Quizás sea una de las tomas más bellas de la película, la que la explica mejor. La cámara gira y vuelca el mundo, el cielo es el agua, la vida puede mirarse de diversos modos, los ojos caen en la trampa y construyen mundos nuevos y diferentes. Allí, seres humanos y entorno, tierra, agua, aire, fuego, son uno, no hay un solo referente ni un solo eje ni una sola posibilidad de ser, allí está resumida la búsqueda sin solución de continuidad que encara el hombre en cualquier lugar del planeta.
El karai y el guaraní han partido desde las alturas donde el aire es transparente y el horizonte del altiplano parece el de un mar entre marrones y amarillos. El mundo andino, que gira obsesivo en una lógica de lo indígena dominada por lo aymara, se irá disolviendo en un viaje a las profundidades. Pero antes, Valdivia resuelve en un fragmento, en un par de tomas, la gran ironía del proyecto estatal boliviano. Los viajeros encuentran un bloqueo en la carretera. Yari desciende del jeep y trata de comunicarse con los bloqueadores que lo increpan en aymara. Él responde en guaraní. Harto ya de gritos ininteligibles, habla en castellano, solo así los aymaras le entienden… Más que una metáfora es un momento demoledor que explica la naturaleza intrínseca de un país que, a pesar de la diferencia y de las identidades y de las reivindicaciones de la otredad, necesita de la lengua de los conquistadores para entenderse.
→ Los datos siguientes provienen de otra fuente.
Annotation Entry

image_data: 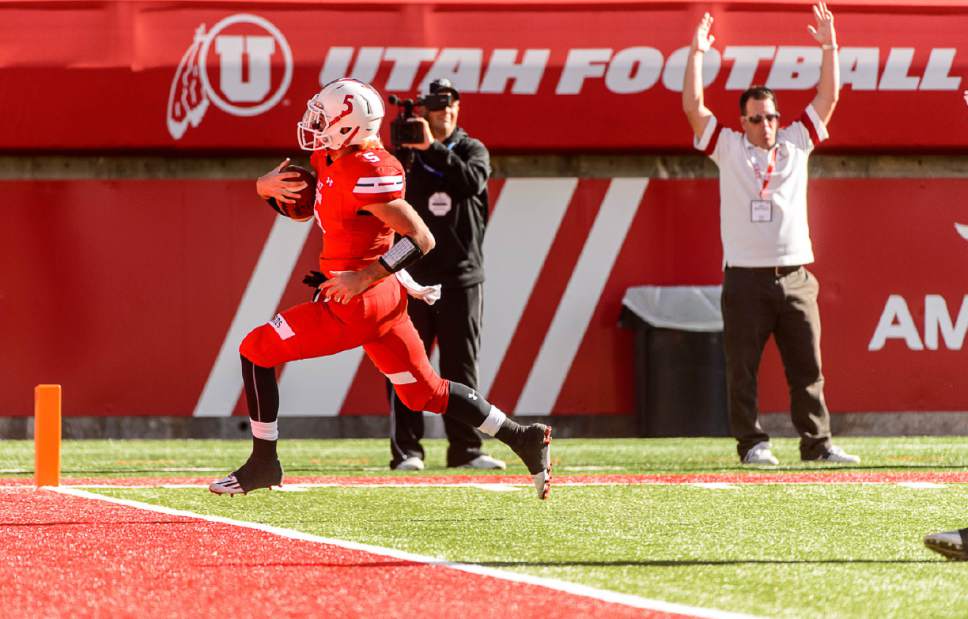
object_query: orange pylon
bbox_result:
[35,385,62,487]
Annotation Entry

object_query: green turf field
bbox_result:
[5,437,968,617]
[4,435,968,476]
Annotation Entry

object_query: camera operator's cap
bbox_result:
[428,78,460,101]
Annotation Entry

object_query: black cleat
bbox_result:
[209,455,283,495]
[924,529,968,560]
[510,424,552,500]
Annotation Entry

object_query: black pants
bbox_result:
[389,283,485,467]
[722,266,833,460]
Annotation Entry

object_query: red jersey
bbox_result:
[310,146,405,274]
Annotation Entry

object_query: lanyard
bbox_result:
[415,140,458,178]
[749,146,778,199]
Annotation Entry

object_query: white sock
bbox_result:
[477,405,507,437]
[250,420,278,441]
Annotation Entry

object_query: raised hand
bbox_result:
[693,12,715,53]
[807,1,836,47]
[256,158,308,205]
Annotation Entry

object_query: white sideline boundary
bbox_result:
[50,486,762,619]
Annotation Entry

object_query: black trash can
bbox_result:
[620,286,729,438]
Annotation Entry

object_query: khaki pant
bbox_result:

Es imposible no pensar en Conrad mientras el vehículo inmaculado del principio va descendiendo a ese lugar que no es ya el de las nieves de los Andes ni el del intrincado Amazonas, sino un laberinto entre bello y sobrecogedor que va cubriéndolo de una costra de tierra, lo viajado. Una densa película de polvo suspendido en el aire atrapa a los protagonistas y a los espectadores. El orden inicial se subvierte. La construcción artificiosa de quien es el patrón y dónde ejerce su poder, acaba dominada por un pulso entre los dos protagonistas. Un debate de cuerpos y de mentes, un desafío, un duelo en el que el paisaje se nos mete hasta los poros. Andrés será también parte del viento, y el agua, y el barro, y el verde y el azul-negro estrellado de la selva. Andrés se perderá en sí mismo y se encontrará en la naturaleza, sin dejar nunca de ser, sin pretender cambiar de piel. Lo más logrado de la película es que ninguno de los dos renuncia a sí mismo. Ambos hacen algo más importante: aprenden, descubren, conocen. A diferencia de “El Corazón de las Tinieblas”, el protagonista desciende para subir, para esclarecerse, para saber que en el ovillo intrincado de sus dudas –trabajado con gran calidad plástica por los ovillos de papel desprendidos de su libreta de notas– no está la cuestión de hacer una película ni es su argumento lo que estaba buscando, es su propia columna vertebral como ser humano la que aparece descarnada de toda envoltura formal.
Yari dice que “La tierra sin mal” es un invento de los curas. Yari sabe que el mito invade y limita. Yari sabe que el choque con la modernidad, inevitable, no es solo un cataclismo de destrucción, es también una oportunidad, un espacio con el que hay que contar. Nada es sencillo, este no es un juego de buenos y malos, de virtudes y defectos, de mundos execrables y utopías halladas en medio de los tuscales, es –ahí la esencia de la obra de Valdivia– una sucesión de paradojas y dolorosas contradicciones.
Yvy Maraey, por todo eso, es una película sobre los seres humanos, desprendida de la caricatura, del maniqueísmo, abrazada en cambio a las preguntas esenciales que Valdivia se atreve a hacer sin perder su identidad, y sin pretender absurdos mimetismos en el mundo que descubre y descubrimos todos con él.